Cb Defense: How to Use Certificate Whitelisting for PKG Installers
search cancel

Cb Defense: How to Use Certificate Whitelisting for PKG Installers

book

Article ID: 288932

calendar_today

Updated On:

Products

Carbon Black Cloud Endpoint Standard (formerly Cb Defense)

Issue/Introduction

Whitelist PKG installer packages based on the installer certificate

Environment

  • Cb Defense Sensor: 3.2.x.x and Higher
  • Apple macOS: All Supported Versions

Resolution

There are two methods for whitelisting PKG files by certificate.

Whitelist PKG installer from the Reputation page

  1. Navigate to Enforce > Reputation.
  2. Click the Add button in the upper right.
  3. Select Certs tab on the configuration modal.
  4. In the "Signed by" field, enter the full common name of the installer certificate.

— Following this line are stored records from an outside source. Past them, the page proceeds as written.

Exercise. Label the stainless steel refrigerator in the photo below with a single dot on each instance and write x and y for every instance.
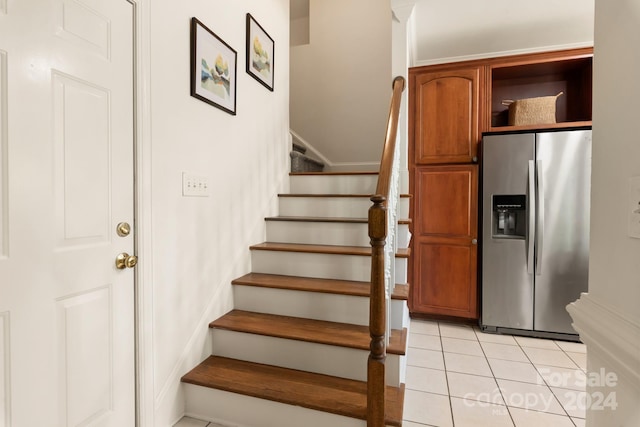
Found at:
(535, 230)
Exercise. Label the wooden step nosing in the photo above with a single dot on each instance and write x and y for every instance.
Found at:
(334, 173)
(323, 249)
(324, 286)
(338, 220)
(338, 389)
(335, 195)
(361, 342)
(328, 219)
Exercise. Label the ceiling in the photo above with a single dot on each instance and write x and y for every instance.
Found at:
(444, 31)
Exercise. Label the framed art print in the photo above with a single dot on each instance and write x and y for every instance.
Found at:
(260, 50)
(213, 68)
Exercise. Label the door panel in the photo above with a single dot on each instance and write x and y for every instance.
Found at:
(444, 252)
(446, 117)
(447, 205)
(66, 128)
(446, 273)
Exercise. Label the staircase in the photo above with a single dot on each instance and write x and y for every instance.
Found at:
(294, 350)
(301, 162)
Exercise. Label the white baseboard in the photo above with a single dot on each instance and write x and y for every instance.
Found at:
(615, 338)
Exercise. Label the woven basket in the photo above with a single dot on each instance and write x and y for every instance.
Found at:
(532, 111)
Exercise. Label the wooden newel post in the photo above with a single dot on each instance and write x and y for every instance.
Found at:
(377, 315)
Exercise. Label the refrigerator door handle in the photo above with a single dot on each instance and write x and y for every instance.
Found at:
(540, 218)
(532, 216)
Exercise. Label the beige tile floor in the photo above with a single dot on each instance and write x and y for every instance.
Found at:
(458, 376)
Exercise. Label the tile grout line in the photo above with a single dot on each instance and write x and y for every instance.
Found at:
(446, 376)
(496, 381)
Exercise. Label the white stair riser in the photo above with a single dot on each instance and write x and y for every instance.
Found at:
(323, 266)
(301, 355)
(313, 305)
(333, 184)
(238, 410)
(327, 233)
(334, 207)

This can be found either on the Investigate Page or with the pkgutil command. (See https://community.carbonblack.com/docs/DOC-17503)
  5. Click Save.
  6. The whitelisted cert will appear on the Enforce > Reputation page for future reference.

Whitelist PKG installer from the Investigate page

  1. Navigate to the Investigate page.
  2. Locate the PKG installer by searching for the Sha256 value of the PKG or the package name.
  3. Click on the PKG file name.
  4. Click on the ADD button listed under the Selected App information.
  5. The whitelisted cert will appear on the Enforce > Reputation page for future reference.

Additional Information

  • The PKG cert whitelisting provides an initial level of trust to the installer package and any included code files (such as pre/post install scripts or installed executable code).
  • The included files will have a Local_White Reputation assigned even if the files themselves are not signed or would otherwise have a Not_Listed Reputation.
  • The PKG whitelist behavior is different than the binary certificate whitelist behavior; the PKG certificate whitelisting allows initial trust to propagate to the files within the installer.
  • Use cases include internal software updates that include unsigned files in the PKG, software auto-updaters with similar issues, and complex file operations during installation.